Having a physical location is what gives 101 Mobility and its franchisees an edge over independent “mom and pop” stores or suppliers and companies that only exist online.
As in the case of an HVAC dealer, many customers never see mobility and accessibility equipment before the installation technician — who, in the case of 101 Mobility, is trained and certified by the company — arrives to install it. But sometimes customers do want to check out the products first. Gardner advises that the warehouse and office facility should have at least some showroom space in its footprint.
101 Mobility supplies franchise owners with best-practice information on what type of building or space to look for. And, although the brand does not provide direct assistance in finding the right location, franchisees are required to submit sites for approval before signing a lease.
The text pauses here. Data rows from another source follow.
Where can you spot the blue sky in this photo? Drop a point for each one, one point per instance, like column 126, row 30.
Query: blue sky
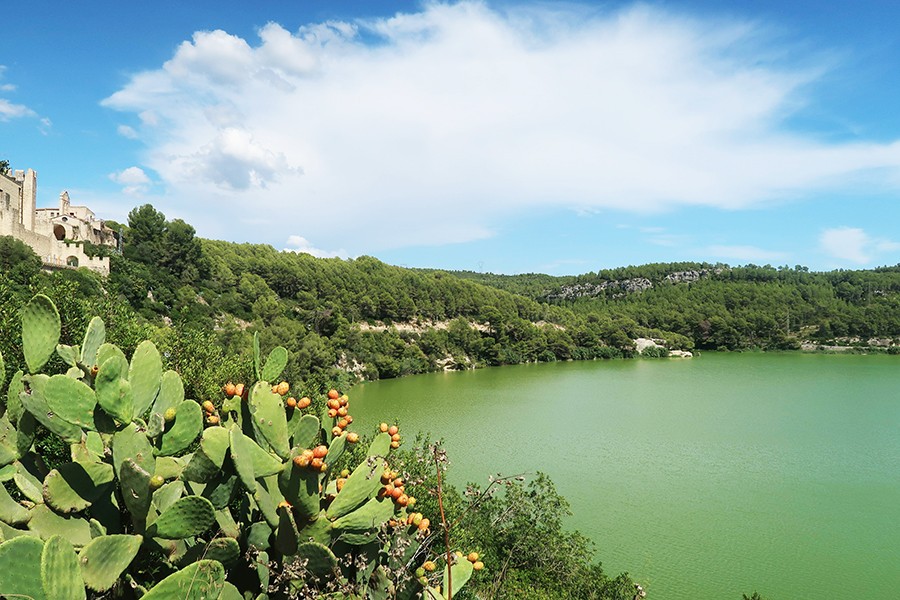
column 559, row 137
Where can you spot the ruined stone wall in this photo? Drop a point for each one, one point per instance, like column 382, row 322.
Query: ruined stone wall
column 18, row 219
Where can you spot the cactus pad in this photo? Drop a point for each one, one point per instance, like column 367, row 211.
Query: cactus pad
column 187, row 517
column 11, row 512
column 135, row 484
column 47, row 523
column 320, row 561
column 145, row 375
column 40, row 331
column 461, row 571
column 71, row 400
column 14, row 408
column 131, row 443
column 171, row 392
column 275, row 364
column 35, row 403
column 362, row 485
column 225, row 550
column 368, row 516
column 267, row 411
column 94, row 337
column 104, row 558
column 214, row 443
column 107, row 351
column 240, row 456
column 304, row 429
column 201, row 580
column 20, row 568
column 59, row 571
column 188, row 425
column 114, row 392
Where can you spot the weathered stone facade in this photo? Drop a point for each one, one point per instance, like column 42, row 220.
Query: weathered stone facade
column 57, row 235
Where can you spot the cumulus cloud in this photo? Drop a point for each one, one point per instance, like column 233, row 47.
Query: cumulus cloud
column 852, row 244
column 134, row 179
column 127, row 131
column 300, row 244
column 428, row 128
column 8, row 109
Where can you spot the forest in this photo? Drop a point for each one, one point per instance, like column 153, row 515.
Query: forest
column 207, row 304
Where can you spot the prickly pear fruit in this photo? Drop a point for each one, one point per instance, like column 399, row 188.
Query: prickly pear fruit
column 104, row 558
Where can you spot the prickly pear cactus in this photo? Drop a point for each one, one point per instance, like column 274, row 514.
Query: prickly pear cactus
column 248, row 482
column 40, row 331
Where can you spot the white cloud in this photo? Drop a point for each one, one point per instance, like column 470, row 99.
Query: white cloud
column 428, row 128
column 127, row 131
column 8, row 110
column 852, row 244
column 746, row 253
column 134, row 179
column 300, row 244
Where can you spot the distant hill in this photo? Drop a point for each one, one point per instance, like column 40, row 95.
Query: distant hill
column 361, row 318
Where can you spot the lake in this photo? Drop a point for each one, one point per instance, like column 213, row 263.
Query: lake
column 703, row 478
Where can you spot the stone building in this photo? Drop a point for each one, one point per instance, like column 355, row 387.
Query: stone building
column 56, row 235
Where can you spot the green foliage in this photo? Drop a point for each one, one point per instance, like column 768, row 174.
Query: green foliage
column 143, row 514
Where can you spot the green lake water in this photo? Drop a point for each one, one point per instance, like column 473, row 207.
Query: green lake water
column 704, row 478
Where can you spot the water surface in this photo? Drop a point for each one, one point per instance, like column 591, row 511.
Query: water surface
column 704, row 478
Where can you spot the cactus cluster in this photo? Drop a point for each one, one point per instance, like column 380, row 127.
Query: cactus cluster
column 169, row 497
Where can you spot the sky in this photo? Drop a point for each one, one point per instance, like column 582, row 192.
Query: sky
column 505, row 137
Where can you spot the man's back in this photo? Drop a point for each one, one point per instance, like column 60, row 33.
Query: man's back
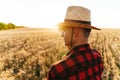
column 81, row 63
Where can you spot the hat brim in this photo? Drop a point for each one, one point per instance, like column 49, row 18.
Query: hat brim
column 75, row 25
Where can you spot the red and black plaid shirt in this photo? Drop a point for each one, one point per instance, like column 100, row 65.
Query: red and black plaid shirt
column 81, row 63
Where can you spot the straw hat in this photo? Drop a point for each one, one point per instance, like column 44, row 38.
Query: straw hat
column 77, row 16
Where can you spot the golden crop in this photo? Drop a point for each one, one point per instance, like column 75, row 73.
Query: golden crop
column 27, row 54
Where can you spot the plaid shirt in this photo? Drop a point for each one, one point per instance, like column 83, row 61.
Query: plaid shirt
column 81, row 63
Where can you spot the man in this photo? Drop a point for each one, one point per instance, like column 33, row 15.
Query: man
column 81, row 62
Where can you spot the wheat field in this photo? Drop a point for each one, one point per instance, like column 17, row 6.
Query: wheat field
column 27, row 53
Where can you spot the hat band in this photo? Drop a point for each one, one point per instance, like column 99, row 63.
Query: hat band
column 78, row 21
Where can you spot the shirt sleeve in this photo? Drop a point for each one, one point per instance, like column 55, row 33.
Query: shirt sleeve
column 51, row 75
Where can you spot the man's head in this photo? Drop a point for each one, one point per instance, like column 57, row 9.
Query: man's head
column 75, row 36
column 76, row 26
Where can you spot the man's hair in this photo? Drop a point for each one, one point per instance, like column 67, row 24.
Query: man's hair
column 86, row 32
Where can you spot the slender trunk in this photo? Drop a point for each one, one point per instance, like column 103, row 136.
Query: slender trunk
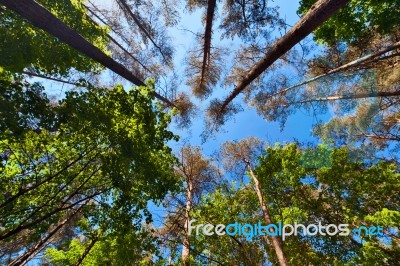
column 341, row 68
column 276, row 242
column 51, row 78
column 45, row 20
column 186, row 239
column 87, row 250
column 347, row 97
column 21, row 260
column 124, row 5
column 207, row 40
column 381, row 137
column 318, row 14
column 115, row 41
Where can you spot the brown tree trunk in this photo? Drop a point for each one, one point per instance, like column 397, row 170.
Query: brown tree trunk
column 276, row 242
column 207, row 39
column 21, row 260
column 318, row 13
column 347, row 97
column 125, row 6
column 342, row 68
column 186, row 239
column 87, row 250
column 42, row 18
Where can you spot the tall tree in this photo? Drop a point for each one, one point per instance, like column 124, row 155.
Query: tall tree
column 243, row 152
column 91, row 153
column 42, row 18
column 319, row 13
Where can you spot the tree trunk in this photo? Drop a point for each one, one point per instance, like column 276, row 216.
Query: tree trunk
column 123, row 4
column 341, row 68
column 318, row 13
column 87, row 250
column 207, row 40
column 276, row 242
column 186, row 240
column 42, row 18
column 115, row 41
column 347, row 97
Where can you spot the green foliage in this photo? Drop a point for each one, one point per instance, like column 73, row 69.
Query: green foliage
column 23, row 45
column 346, row 192
column 131, row 248
column 105, row 158
column 357, row 20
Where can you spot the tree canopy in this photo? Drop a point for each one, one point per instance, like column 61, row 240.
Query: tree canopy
column 119, row 146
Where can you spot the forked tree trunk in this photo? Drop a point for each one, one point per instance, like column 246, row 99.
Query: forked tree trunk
column 318, row 14
column 276, row 242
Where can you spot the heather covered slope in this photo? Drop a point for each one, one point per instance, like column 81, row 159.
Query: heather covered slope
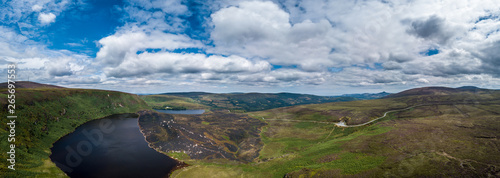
column 46, row 114
column 446, row 135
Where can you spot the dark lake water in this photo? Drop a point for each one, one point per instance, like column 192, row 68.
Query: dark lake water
column 109, row 147
column 197, row 111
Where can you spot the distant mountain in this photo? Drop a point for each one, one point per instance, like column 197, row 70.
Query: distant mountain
column 436, row 91
column 367, row 96
column 250, row 101
column 26, row 84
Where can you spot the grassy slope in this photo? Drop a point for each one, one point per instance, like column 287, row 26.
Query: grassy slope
column 45, row 115
column 169, row 100
column 455, row 136
column 238, row 102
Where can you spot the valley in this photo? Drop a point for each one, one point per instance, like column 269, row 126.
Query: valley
column 432, row 131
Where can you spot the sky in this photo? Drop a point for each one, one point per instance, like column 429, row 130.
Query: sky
column 323, row 47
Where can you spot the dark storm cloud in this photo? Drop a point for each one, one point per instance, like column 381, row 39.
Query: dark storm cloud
column 490, row 56
column 433, row 28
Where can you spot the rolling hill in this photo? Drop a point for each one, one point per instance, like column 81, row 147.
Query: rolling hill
column 237, row 101
column 433, row 131
column 45, row 113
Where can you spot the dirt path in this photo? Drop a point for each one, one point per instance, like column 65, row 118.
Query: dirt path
column 342, row 123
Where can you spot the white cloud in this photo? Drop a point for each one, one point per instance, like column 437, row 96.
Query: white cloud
column 116, row 48
column 46, row 18
column 36, row 8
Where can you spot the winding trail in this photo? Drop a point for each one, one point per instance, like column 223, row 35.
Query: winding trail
column 342, row 123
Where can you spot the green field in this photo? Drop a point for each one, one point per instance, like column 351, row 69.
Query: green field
column 45, row 115
column 454, row 134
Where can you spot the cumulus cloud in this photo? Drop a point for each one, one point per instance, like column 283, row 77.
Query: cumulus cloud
column 46, row 18
column 116, row 48
column 166, row 62
column 433, row 28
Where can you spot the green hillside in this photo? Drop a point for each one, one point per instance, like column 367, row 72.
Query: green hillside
column 431, row 132
column 237, row 101
column 46, row 114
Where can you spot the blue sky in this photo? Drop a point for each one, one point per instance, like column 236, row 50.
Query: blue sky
column 317, row 47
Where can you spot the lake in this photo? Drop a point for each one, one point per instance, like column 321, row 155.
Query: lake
column 109, row 147
column 195, row 111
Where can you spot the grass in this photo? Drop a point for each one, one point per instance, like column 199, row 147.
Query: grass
column 45, row 115
column 430, row 140
column 172, row 101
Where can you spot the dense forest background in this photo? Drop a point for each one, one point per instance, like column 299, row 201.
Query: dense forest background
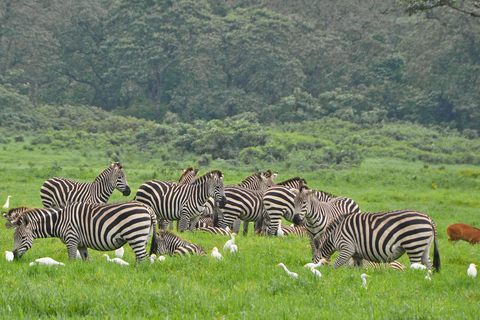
column 217, row 78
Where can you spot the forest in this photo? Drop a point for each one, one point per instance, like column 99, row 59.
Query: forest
column 276, row 62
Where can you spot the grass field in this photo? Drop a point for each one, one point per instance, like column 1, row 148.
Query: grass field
column 246, row 285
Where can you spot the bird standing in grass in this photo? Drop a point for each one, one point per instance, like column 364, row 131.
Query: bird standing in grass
column 364, row 277
column 472, row 271
column 8, row 256
column 119, row 252
column 47, row 261
column 116, row 260
column 7, row 203
column 427, row 277
column 229, row 243
column 291, row 274
column 216, row 254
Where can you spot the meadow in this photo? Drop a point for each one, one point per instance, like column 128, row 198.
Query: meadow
column 246, row 285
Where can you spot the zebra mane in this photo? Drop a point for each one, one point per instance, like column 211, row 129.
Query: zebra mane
column 296, row 179
column 209, row 175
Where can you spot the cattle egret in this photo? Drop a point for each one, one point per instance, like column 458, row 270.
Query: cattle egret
column 427, row 277
column 364, row 276
column 8, row 256
column 7, row 203
column 48, row 262
column 320, row 263
column 229, row 243
column 119, row 252
column 417, row 266
column 116, row 260
column 472, row 271
column 291, row 274
column 316, row 272
column 216, row 254
column 279, row 230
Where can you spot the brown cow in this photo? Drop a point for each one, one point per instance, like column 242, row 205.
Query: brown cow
column 461, row 231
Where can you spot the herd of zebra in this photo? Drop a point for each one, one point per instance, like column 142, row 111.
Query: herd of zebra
column 78, row 214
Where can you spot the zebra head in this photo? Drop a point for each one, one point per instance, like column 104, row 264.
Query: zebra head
column 217, row 187
column 120, row 179
column 300, row 203
column 23, row 236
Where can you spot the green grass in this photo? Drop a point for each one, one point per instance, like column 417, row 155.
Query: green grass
column 247, row 285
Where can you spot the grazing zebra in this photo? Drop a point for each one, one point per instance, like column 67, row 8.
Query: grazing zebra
column 102, row 227
column 215, row 230
column 14, row 214
column 316, row 214
column 278, row 203
column 380, row 237
column 293, row 230
column 183, row 202
column 57, row 192
column 171, row 244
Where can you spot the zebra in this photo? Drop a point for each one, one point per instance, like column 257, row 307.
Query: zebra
column 171, row 244
column 278, row 203
column 245, row 202
column 315, row 214
column 380, row 237
column 57, row 192
column 215, row 230
column 183, row 202
column 102, row 227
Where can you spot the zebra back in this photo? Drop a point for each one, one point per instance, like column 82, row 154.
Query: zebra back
column 57, row 192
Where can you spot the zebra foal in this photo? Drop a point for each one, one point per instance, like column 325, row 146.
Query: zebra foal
column 57, row 192
column 102, row 227
column 380, row 237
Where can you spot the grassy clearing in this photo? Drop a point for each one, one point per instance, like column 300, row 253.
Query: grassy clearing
column 247, row 285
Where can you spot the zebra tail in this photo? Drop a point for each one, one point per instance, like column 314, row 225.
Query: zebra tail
column 154, row 245
column 436, row 256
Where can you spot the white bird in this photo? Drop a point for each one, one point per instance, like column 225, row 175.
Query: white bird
column 364, row 276
column 229, row 243
column 472, row 271
column 417, row 266
column 427, row 277
column 119, row 252
column 116, row 260
column 216, row 254
column 8, row 256
column 7, row 203
column 279, row 230
column 48, row 262
column 316, row 272
column 291, row 274
column 320, row 263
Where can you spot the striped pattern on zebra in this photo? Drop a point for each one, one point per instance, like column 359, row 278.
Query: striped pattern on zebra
column 380, row 237
column 171, row 244
column 315, row 214
column 57, row 192
column 215, row 230
column 14, row 214
column 278, row 203
column 102, row 227
column 184, row 202
column 293, row 230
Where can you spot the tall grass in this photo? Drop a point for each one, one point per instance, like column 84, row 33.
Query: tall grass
column 246, row 285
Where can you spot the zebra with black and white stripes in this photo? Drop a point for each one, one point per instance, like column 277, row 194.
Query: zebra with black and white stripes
column 185, row 202
column 380, row 237
column 102, row 227
column 315, row 214
column 57, row 192
column 171, row 244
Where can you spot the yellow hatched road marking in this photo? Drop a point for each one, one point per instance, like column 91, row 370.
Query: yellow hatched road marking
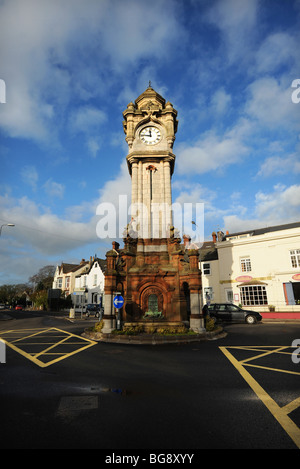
column 280, row 413
column 12, row 337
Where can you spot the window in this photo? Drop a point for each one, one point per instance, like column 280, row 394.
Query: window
column 254, row 295
column 229, row 295
column 67, row 283
column 295, row 258
column 246, row 264
column 208, row 294
column 153, row 303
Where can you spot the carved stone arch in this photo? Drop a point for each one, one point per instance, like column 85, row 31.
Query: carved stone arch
column 146, row 295
column 149, row 119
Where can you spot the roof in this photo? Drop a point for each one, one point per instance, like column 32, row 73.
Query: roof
column 268, row 229
column 208, row 251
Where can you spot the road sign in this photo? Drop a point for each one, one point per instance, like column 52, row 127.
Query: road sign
column 118, row 301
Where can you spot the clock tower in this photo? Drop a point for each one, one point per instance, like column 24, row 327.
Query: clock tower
column 157, row 276
column 150, row 126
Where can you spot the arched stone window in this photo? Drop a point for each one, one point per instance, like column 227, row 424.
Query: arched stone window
column 153, row 303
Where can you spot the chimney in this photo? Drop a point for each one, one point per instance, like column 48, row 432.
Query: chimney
column 186, row 240
column 115, row 245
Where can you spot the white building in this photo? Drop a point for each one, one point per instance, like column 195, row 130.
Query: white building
column 89, row 285
column 259, row 269
column 64, row 276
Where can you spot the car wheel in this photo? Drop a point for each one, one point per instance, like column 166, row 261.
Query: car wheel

Visibility considerations can extend to the exterior as well. In the past, Gardner says, 101 Mobility would set up locations in light industrial areas, putting little emphasis on the visibility factor. But they have since discovered that being seen can be important.
“In the last few years,” Gardner says, “a large percentage of franchise owners have been opening locations with storefronts that are often visible from the street, such as where a carpet company or furniture store had been, and they have definitely seen the positive effect this can have on their business.”